Особенно ясна становится эта мысль автора, когда его герои попадают в Страну Воспоминаний.
Там, в этой стране, оказывается, обитают те, кого уже нет в живых. И герои пьесы — мальчик Тильтиль и девочка Митиль — встречаются там со своими умершими дедушкой и бабушкой.
Это вовсе не значит, что Метерлинк решил изобразить в своей сказке евангельский рай, в котором обитают души умерших.
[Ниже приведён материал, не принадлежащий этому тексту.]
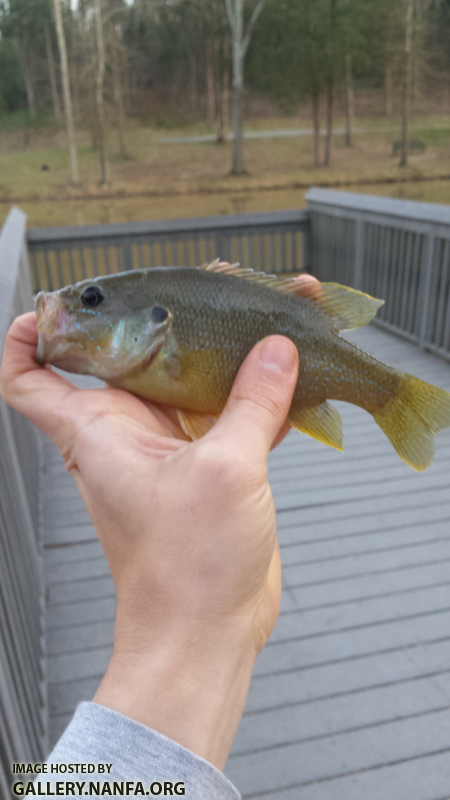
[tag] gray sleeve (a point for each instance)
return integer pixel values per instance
(98, 735)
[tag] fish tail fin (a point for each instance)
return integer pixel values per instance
(412, 417)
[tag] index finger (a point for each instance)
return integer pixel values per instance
(35, 391)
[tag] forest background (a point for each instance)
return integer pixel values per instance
(332, 92)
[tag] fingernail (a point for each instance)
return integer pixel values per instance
(278, 355)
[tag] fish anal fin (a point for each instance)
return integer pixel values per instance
(322, 422)
(412, 417)
(194, 424)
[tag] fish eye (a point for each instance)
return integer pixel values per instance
(159, 314)
(92, 296)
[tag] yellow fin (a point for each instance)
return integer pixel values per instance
(322, 422)
(412, 417)
(195, 425)
(346, 307)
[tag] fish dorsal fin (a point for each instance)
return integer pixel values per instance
(347, 308)
(322, 422)
(195, 425)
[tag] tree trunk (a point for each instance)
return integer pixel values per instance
(237, 55)
(66, 90)
(388, 89)
(316, 121)
(29, 86)
(99, 95)
(332, 57)
(52, 73)
(240, 43)
(407, 83)
(350, 102)
(238, 156)
(329, 134)
(224, 107)
(118, 98)
(210, 83)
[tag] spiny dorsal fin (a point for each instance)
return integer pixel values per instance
(347, 308)
(322, 422)
(195, 425)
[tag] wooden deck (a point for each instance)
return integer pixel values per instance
(350, 700)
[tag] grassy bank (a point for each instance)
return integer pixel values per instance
(162, 169)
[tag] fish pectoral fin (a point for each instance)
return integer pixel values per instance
(195, 425)
(322, 422)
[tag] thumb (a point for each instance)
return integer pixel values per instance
(261, 396)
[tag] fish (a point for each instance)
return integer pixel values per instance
(178, 335)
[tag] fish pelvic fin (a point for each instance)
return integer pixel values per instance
(411, 419)
(195, 425)
(322, 422)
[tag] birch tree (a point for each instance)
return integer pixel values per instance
(407, 81)
(99, 94)
(66, 89)
(240, 40)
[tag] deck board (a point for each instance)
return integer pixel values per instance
(351, 697)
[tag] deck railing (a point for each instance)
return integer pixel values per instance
(22, 684)
(273, 242)
(397, 250)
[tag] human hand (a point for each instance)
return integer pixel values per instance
(188, 530)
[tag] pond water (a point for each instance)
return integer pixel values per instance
(91, 212)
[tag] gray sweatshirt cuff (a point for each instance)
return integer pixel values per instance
(99, 735)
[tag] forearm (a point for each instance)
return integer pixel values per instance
(191, 688)
(130, 752)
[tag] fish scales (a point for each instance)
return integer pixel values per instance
(217, 319)
(178, 336)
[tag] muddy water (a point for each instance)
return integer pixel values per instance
(91, 212)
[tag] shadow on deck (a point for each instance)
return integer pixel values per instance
(351, 697)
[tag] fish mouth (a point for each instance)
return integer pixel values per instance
(52, 321)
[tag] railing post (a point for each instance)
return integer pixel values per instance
(307, 241)
(424, 291)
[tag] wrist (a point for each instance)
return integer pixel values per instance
(191, 688)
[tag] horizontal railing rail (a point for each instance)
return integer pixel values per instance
(22, 649)
(397, 250)
(268, 242)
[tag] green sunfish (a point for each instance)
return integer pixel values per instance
(179, 335)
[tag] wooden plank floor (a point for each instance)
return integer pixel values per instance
(351, 697)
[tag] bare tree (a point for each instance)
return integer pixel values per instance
(66, 89)
(316, 122)
(118, 97)
(52, 72)
(99, 94)
(349, 101)
(27, 75)
(240, 41)
(330, 83)
(407, 81)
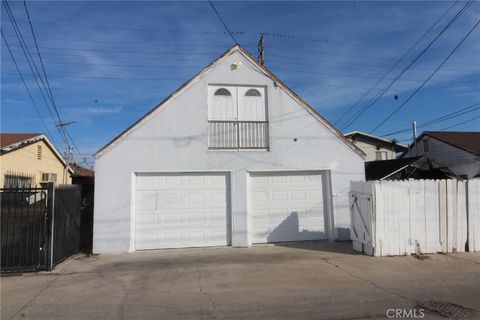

Дедушка и бабушка маленьких героев «Синей птицы» живут в самом обыкновенном крестьянском домике, увитом плющом. Под навесом — ульи, на подоконниках — горшки с цветами, клетка, в которой спит дрозд... Все точь-в-точь так же, как было там, где они жили раньше, когда были еще живы. Можно подумать, что, с тех пор как они умерли, в их жизни решительно ничего не переменилось.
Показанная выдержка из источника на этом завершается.